Authors
Cristina Valero, Ian Ganly, Lillian A Boe, Snehal G Patel, Helena Levyn, Dauren Adilbay, Alana Eagan, Marc A Cohen, Junting Zheng, Mithat Gonen, Prathamesh Pai, Paolo Castelnuovo, Fang Ju Gao, Cesare Piazza, Piero Nicolai, Ben Panizza, James Bowman, Catherine Barnett, Luiz P Kowalski, Ronaldo N Toledo, Dan M Fliss, John R de Almeida, Ian Witterick, Philippe Herman, Walter Fontanella, Gregorio Sanchez Aniceto, Alvaro Rivero Calle, Sefik Hosal, Serdar Ozer, Subramania Iyer, Richard Harvey, C Rene Leemans, Jan-Jaap Hendrickx, Marcelo Figari, Luis Boccalatte, Ken Ichi Nibu, Peter Clarke, Catherine Rennie, Zhu Yi Ming, Claudio Cernea, Sergio Goncalves, Rodney J Schlosser, Fernando L Dias, Zoukaa Sargi, Shahzada Ahmed, Wojciech Golusinski, Se Heon Kim, Shirley Y Su, Shaan M Raza, Franco DeMonte, Ehab Hanna, Jatin P Shah
Published in
Head & neck. Jul 09, 2026. Epub Jul 09, 2026.
Abstract
This study aimed to develop predictive models for local (LR), regional (RR), and distant recurrence (DR) after skull base surgery for primary malignant tumors.
We analyzed 2179 patients (1995-2015) from an international multicenter database, split into training (n = 1297) and validation (n = 882) cohorts. Cox regression identified predictors of LR, RR, and DR, and nomograms were developed and validated using concordance indexes (C-indexes).

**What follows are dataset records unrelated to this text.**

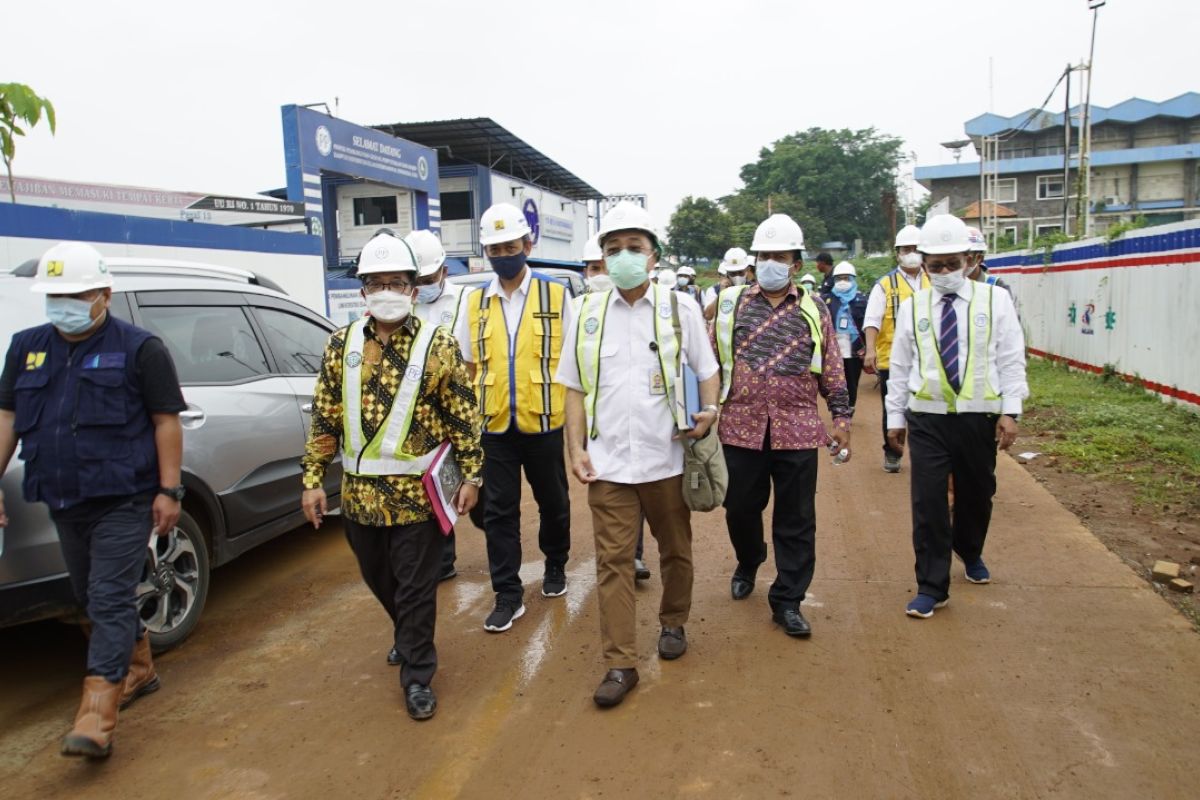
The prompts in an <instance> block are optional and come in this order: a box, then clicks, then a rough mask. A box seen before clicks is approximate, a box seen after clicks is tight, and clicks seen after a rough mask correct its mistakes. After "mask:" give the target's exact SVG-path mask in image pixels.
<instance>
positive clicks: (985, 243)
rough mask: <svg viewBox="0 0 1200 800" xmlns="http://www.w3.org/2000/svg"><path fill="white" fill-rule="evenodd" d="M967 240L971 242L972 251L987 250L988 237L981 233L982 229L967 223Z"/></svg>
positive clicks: (971, 250)
mask: <svg viewBox="0 0 1200 800" xmlns="http://www.w3.org/2000/svg"><path fill="white" fill-rule="evenodd" d="M967 241H970V242H971V252H972V253H986V252H988V239H986V237H985V236H984V235H983V231H982V230H979V229H978V228H972V227H971V225H967Z"/></svg>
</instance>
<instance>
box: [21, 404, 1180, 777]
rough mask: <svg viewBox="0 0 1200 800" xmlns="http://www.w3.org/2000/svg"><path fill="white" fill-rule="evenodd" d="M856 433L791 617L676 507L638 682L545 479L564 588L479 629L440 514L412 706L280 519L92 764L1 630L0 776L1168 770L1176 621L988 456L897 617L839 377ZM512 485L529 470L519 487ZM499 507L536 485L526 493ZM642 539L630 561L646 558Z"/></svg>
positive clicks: (837, 480) (888, 499) (217, 576)
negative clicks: (691, 570) (924, 591)
mask: <svg viewBox="0 0 1200 800" xmlns="http://www.w3.org/2000/svg"><path fill="white" fill-rule="evenodd" d="M863 393H864V397H863V399H862V402H860V407H859V419H858V420H857V421H856V423H854V438H856V441H854V445H856V458H854V459H853V461H852V462H851V463H850V464H846V465H842V467H836V468H834V467H830V465H829V464H828V463H822V468H821V470H822V471H821V477H820V494H818V503H817V512H818V534H817V536H818V560H817V575H816V581H815V583H814V585H812V593H811V597H810V599H809V601H808V602H806V603H805V613H806V614H808V616H809V618H810V620H811V621H812V625H814V628H815V633H814V637H812V638H811V639H810V640H806V642H804V640H793V639H788V638H787V637H786V636H784V634H782V633H781V632H780V631H779V630H778V628H776V627H775V626H773V625H772V622H770V619H769V613H768V610H767V604H766V587H767V584H768V583H769V581H770V579H772V577H773V567H772V564H770V563H769V561H768V564H767V565H764V566H763V569H762V571H761V572H760V583H758V589H757V590H756V591H755V594H754V595H751V597H750V599H749V600H746V601H743V602H738V603H734V602H733V601H731V600H730V596H728V577H730V571H731V570H732V557H731V551H730V546H728V541H727V539H726V535H725V529H724V518H722V516H721V515H720V513H710V515H698V516H697V517H695V521H694V524H695V530H696V567H697V578H696V587H695V606H694V610H692V619H691V621H690V624H689V625H688V634H689V639H690V645H691V648H690V650H689V652H688V655H686V656H685V657H683V658H680V660H679V661H676V662H670V663H662V662H659V661H658V658H656V657H654V656H653V652H654V643H655V639H656V633H658V627H656V620H655V607H656V602H658V594H659V589H660V584H659V582H658V570H656V569H655V570H654V571H655V576H654V578H653V579H652V581H650V582H649V584H648V585H646V587H643V589H642V590H641V591H640V593H638V618H640V645H641V648H642V654H643V655H642V663H641V667H640V669H641V675H642V682H641V685H640V686H638V688H637V690H636V691H635V692H634V694H632V696H631V697H630V698H629V699H628V700H626V702H625V703H624V705H622V706H619V708H618V709H614V710H611V711H600V710H598V709H596V708H595V706H594V705H593V704H592V699H590V696H592V691H593V688H594V687H595V684H596V682H598V681H599V679H600V676H601V674H602V669H601V666H600V662H599V631H598V627H599V626H598V619H596V603H595V593H594V563H593V559H592V543H590V522H589V515H588V511H587V504H586V500H584V494H583V492H582V491H580V488H578V487H577V486H575V487H574V488H572V503H574V524H575V535H574V541H575V545H574V551H572V560H571V564H570V565H569V573H570V581H571V582H570V591H569V594H568V595H566V597H563V599H554V600H547V599H544V597H541V596H540V595H539V594H538V591H536V587H538V582H536V578H538V577H540V564H539V555H538V552H536V541H535V540H536V537H535V535H533V536H527V543H526V560H527V569H526V577H528V578H529V589H528V591H527V607H528V613H527V614H526V616H524V618H523V619H521V620H520V621H518V622H517V624H516V625H515V626H514V628H512V630H511V631H510V632H508V633H504V634H488V633H486V632H485V631H484V630H482V619H484V616H485V615H486V613H487V612H488V610H490V606H491V599H492V595H491V591H490V587H488V582H487V567H486V558H485V553H484V547H482V539H481V535H480V534H478V531H474V529H472V528H470V527H469V525H461V533H460V571H461V575H460V577H458V578H456V579H455V581H451V582H449V583H445V584H443V585H442V588H440V594H439V603H440V606H439V622H438V648H439V655H440V661H442V668H440V672H439V673H438V676H437V679H436V681H434V687H436V688H437V691H438V697H439V702H440V708H439V711H438V715H437V717H436V718H434V720H432V721H431V722H427V723H421V724H418V723H414V722H410V721H409V720H408V717H407V716H406V715H404V711H403V702H402V697H401V692H400V687H398V680H397V675H396V670H395V668H390V667H388V666H386V664H385V663H384V655H385V652H386V650H388V648H389V645H390V643H389V640H388V639H389V636H390V630H389V627H390V626H389V624H388V620H386V619H385V618H384V614H383V612H382V610H380V609H379V608H378V607H377V606H376V603H374V601H373V600H372V599H371V597H370V595H368V594H367V591H366V589H365V588H364V587H362V585H361V583H360V581H359V578H358V575H356V571H355V567H354V564H353V560H352V558H350V554H349V551H348V548H347V547H346V543H344V540H343V539H342V536H341V531H340V530H337V529H336V527H334V529H326V530H322V531H320V533H319V534H316V533H312V531H311V530H310V531H304V530H301V531H296V533H295V534H293V535H289V536H287V537H284V539H283V540H281V541H276V542H272V543H270V545H268V546H265V547H263V548H260V549H258V551H256V552H253V553H251V554H248V555H247V557H245V558H242V559H241V560H239V561H238V563H235V564H233V565H230V566H228V567H226V569H222V570H220V571H217V572H216V573H215V585H214V590H212V596H211V599H210V604H209V608H208V610H206V612H205V618H204V620H203V621H202V624H200V627H199V628H198V630H197V632H196V634H194V636H193V637H192V639H191V640H188V642H187V643H186V644H185V645H184V646H182V648H180V649H179V650H176V651H174V652H172V654H168V655H167V656H164V657H163V658H162V660H161V661H160V664H158V669H160V673H161V675H162V679H163V690H162V691H160V692H158V693H156V694H152V696H150V697H148V698H145V699H143V700H139V703H138V704H137V705H134V706H133V708H132V709H130V711H128V712H126V714H124V715H122V716H121V724H120V728H119V730H118V740H116V745H115V753H114V756H113V758H112V759H109V762H108V763H104V764H88V763H80V762H74V760H66V759H64V758H61V757H60V756H59V754H58V742H59V738H60V736H61V735H62V733H65V732H66V729H67V728H68V727H70V722H71V717H72V714H73V711H74V706H76V703H77V698H78V696H77V686H78V681H79V676H78V669H79V667H80V666H82V663H83V643H82V639H80V638H79V637H78V633H77V631H74V630H73V628H70V627H67V626H62V625H59V624H46V625H36V626H28V627H24V628H17V630H10V631H0V654H2V657H0V680H2V684H0V685H2V690H0V718H2V720H4V726H2V729H0V787H2V792H0V793H2V795H4V796H5V798H7V799H10V800H16V799H17V798H48V796H54V798H110V799H121V798H181V799H182V798H253V799H269V798H352V796H353V798H452V796H468V798H641V796H655V798H656V796H672V798H673V796H685V798H690V796H696V798H704V796H710V798H722V799H724V798H767V796H806V798H931V796H938V798H965V796H971V798H989V796H1004V798H1050V796H1080V798H1082V796H1087V798H1184V796H1195V792H1196V786H1195V784H1196V781H1195V766H1196V754H1198V752H1200V750H1198V747H1200V745H1198V742H1200V694H1198V692H1196V686H1198V680H1200V637H1198V636H1196V633H1195V632H1194V631H1193V630H1192V628H1190V627H1189V625H1188V624H1187V622H1186V621H1184V620H1183V619H1182V618H1181V616H1180V615H1178V614H1177V613H1176V612H1175V610H1174V609H1171V608H1170V607H1169V606H1168V604H1166V603H1165V602H1164V601H1163V600H1162V599H1160V597H1158V596H1157V595H1156V594H1154V593H1153V591H1152V590H1150V589H1148V588H1146V585H1145V584H1142V582H1141V581H1140V579H1139V578H1138V577H1136V576H1134V573H1133V572H1132V571H1130V570H1129V569H1128V567H1127V566H1124V565H1123V564H1122V563H1121V561H1120V560H1118V559H1117V558H1116V557H1114V555H1112V554H1110V553H1109V552H1108V551H1106V549H1105V548H1104V547H1103V546H1102V545H1100V543H1099V542H1098V541H1097V540H1096V539H1094V537H1093V536H1092V535H1091V534H1088V533H1087V531H1086V530H1085V529H1084V528H1082V527H1081V525H1080V523H1079V522H1078V521H1076V519H1075V517H1073V516H1072V515H1070V513H1068V512H1067V511H1064V510H1063V507H1062V506H1060V505H1058V504H1057V503H1056V501H1055V500H1054V498H1051V497H1050V495H1049V494H1048V493H1046V492H1045V489H1044V488H1043V487H1040V486H1039V485H1038V483H1037V482H1036V481H1034V480H1033V479H1032V477H1031V476H1030V475H1028V474H1027V473H1026V471H1025V470H1022V469H1021V468H1019V467H1018V465H1016V464H1015V463H1013V462H1012V461H1010V459H1009V458H1008V457H1002V458H1001V464H1000V468H998V473H1000V493H998V495H997V503H996V513H995V521H994V524H992V534H991V537H990V539H989V545H988V554H989V559H988V563H989V565H990V566H991V569H992V575H994V583H992V584H991V585H985V587H976V585H970V584H967V583H965V582H964V581H962V577H961V566H960V565H956V566H955V576H954V585H953V589H952V597H953V599H952V602H950V606H949V607H948V608H946V609H944V610H941V612H938V613H937V615H936V616H935V618H934V619H931V620H924V621H919V620H912V619H908V618H906V616H905V615H904V604H905V602H906V601H907V600H908V597H910V595H911V593H912V591H913V577H912V560H913V559H912V549H911V543H910V531H908V524H910V523H908V519H910V516H908V510H907V497H908V476H907V473H905V474H902V475H900V476H892V475H886V474H883V473H882V471H881V470H880V457H878V433H877V425H878V416H877V414H878V409H877V403H876V402H875V401H876V398H875V397H874V395H872V393H870V392H869V391H868V390H866V385H865V384H864V392H863ZM527 495H528V492H527ZM524 512H526V515H527V516H526V519H527V523H526V530H527V531H529V530H532V525H533V522H532V521H533V517H534V515H535V507H534V506H533V503H532V499H528V497H527V501H526V505H524ZM653 547H654V546H653V545H648V549H649V551H650V555H649V560H650V563H652V567H654V557H653V553H654V549H653Z"/></svg>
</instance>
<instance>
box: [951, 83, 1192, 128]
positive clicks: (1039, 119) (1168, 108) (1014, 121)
mask: <svg viewBox="0 0 1200 800" xmlns="http://www.w3.org/2000/svg"><path fill="white" fill-rule="evenodd" d="M1079 110H1080V107H1079V106H1076V107H1075V108H1073V109H1072V114H1073V115H1078V114H1079ZM1030 114H1036V115H1034V119H1033V120H1032V121H1031V122H1030V124H1028V125H1027V126H1026V128H1025V130H1027V131H1043V130H1045V128H1056V127H1062V112H1058V113H1056V114H1051V113H1049V112H1036V110H1034V109H1030V110H1026V112H1022V113H1020V114H1018V115H1015V116H1001V115H998V114H980V115H979V116H977V118H974V119H972V120H967V124H966V125H965V126H964V128H965V130H966V134H967V136H968V137H972V138H976V137H983V136H996V134H998V133H1004V132H1007V131H1013V130H1015V128H1019V127H1021V125H1024V124H1025V120H1026V119H1028V116H1030ZM1154 116H1174V118H1177V119H1184V120H1188V119H1192V118H1195V116H1200V92H1194V91H1189V92H1184V94H1182V95H1180V96H1178V97H1172V98H1171V100H1168V101H1163V102H1162V103H1154V102H1151V101H1148V100H1141V98H1140V97H1132V98H1129V100H1127V101H1124V102H1123V103H1117V104H1116V106H1112V107H1110V108H1105V107H1104V106H1092V125H1099V124H1100V122H1124V124H1133V122H1142V121H1145V120H1148V119H1152V118H1154Z"/></svg>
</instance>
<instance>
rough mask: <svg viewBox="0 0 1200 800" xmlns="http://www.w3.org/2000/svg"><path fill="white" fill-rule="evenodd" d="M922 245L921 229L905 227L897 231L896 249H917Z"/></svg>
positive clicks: (895, 245)
mask: <svg viewBox="0 0 1200 800" xmlns="http://www.w3.org/2000/svg"><path fill="white" fill-rule="evenodd" d="M919 243H920V228H918V227H917V225H905V227H904V228H901V229H900V230H898V231H896V245H895V246H896V247H916V246H917V245H919Z"/></svg>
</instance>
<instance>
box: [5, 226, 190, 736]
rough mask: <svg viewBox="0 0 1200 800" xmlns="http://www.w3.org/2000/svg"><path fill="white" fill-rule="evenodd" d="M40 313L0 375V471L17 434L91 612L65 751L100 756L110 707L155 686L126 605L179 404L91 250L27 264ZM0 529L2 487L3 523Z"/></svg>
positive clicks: (62, 557) (103, 265)
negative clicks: (80, 687) (87, 670)
mask: <svg viewBox="0 0 1200 800" xmlns="http://www.w3.org/2000/svg"><path fill="white" fill-rule="evenodd" d="M31 290H32V293H34V294H37V295H44V297H46V315H47V318H48V319H49V321H48V323H47V324H44V325H40V326H37V327H31V329H28V330H23V331H18V332H17V333H16V335H14V336H13V337H12V342H11V344H10V345H8V354H7V356H6V359H5V365H4V372H2V374H0V475H2V474H4V471H5V470H6V469H7V467H8V462H10V461H11V459H12V456H13V452H14V451H16V449H17V441H18V440H19V441H20V445H22V456H20V457H22V459H23V461H24V462H25V483H24V494H25V500H26V501H29V503H44V504H47V505H48V506H49V510H50V518H52V519H53V522H54V527H55V528H56V529H58V534H59V545H60V547H61V548H62V559H64V561H65V563H66V566H67V573H68V576H70V579H71V588H72V590H73V593H74V596H76V600H77V601H78V603H79V606H80V607H82V608H83V609H84V612H85V613H86V615H88V622H89V626H90V631H91V634H90V637H89V642H88V673H86V678H85V679H84V682H83V699H82V702H80V704H79V711H78V712H77V714H76V720H74V726H73V728H72V730H71V733H70V734H67V736H66V738H65V739H64V740H62V754H64V756H86V757H89V758H106V757H108V754H109V753H110V752H112V747H113V732H114V730H115V728H116V717H118V709H119V708H120V709H124V708H126V706H127V705H130V704H131V703H132V702H133V700H136V699H137V698H138V697H140V696H143V694H148V693H150V692H154V691H155V690H157V688H158V675H157V673H156V672H155V667H154V661H152V658H151V655H150V638H149V637H148V636H146V632H145V628H144V626H143V625H142V620H140V619H139V618H138V606H137V601H136V599H134V593H136V590H137V585H138V582H139V581H140V578H142V571H143V567H144V566H145V561H146V546H148V540H151V539H156V537H157V536H163V537H166V536H167V535H169V534H172V531H173V530H174V528H175V523H176V521H178V519H179V515H180V501H181V500H182V499H184V487H182V481H181V480H180V459H181V457H182V449H184V445H182V427H181V426H180V422H179V413H180V411H182V410H184V409H186V408H187V405H186V404H185V402H184V397H182V393H181V392H180V389H179V380H178V379H176V377H175V366H174V363H173V362H172V360H170V355H169V353H168V351H167V348H166V347H164V345H163V343H162V341H161V339H158V338H157V337H155V336H154V335H152V333H150V332H149V331H144V330H142V329H140V327H134V326H133V325H130V324H128V323H126V321H124V320H122V319H120V318H118V317H115V315H113V314H112V313H109V302H110V301H112V297H113V276H112V273H110V272H109V271H108V265H107V263H106V261H104V258H103V257H102V255H101V254H100V252H98V251H96V248H94V247H91V246H89V245H83V243H78V242H64V243H60V245H55V246H54V247H52V248H49V249H48V251H46V253H44V254H43V255H42V258H41V259H40V260H38V263H37V279H36V282H35V283H34V285H32V287H31ZM7 524H8V519H7V516H6V513H5V507H4V494H2V493H0V529H2V528H4V527H5V525H7Z"/></svg>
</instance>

Median age was 56 years; 64% were male. The most common sites included the ethmoid sinus (38%), nasal cavity (25%), and maxillary sinus (20%). Squamous cell carcinoma was the most frequent histology (25%). LR predictors included brain invasion, higher-risk histology, pT3/T4, pN+, positive margins, and adjuvant therapy (protective). RR predictors included high-risk histology, pT3/T4, and pN+. DR predictors mirrored LR except for adjuvant therapy. C-indexes were around 0.7 for all endpoints.
These validated nomograms provide useful tools for recurrence risk stratification and personalized management.
PMID:
42425927
Bibliographic data and abstract were imported from PubMed on 10 Jul 2026.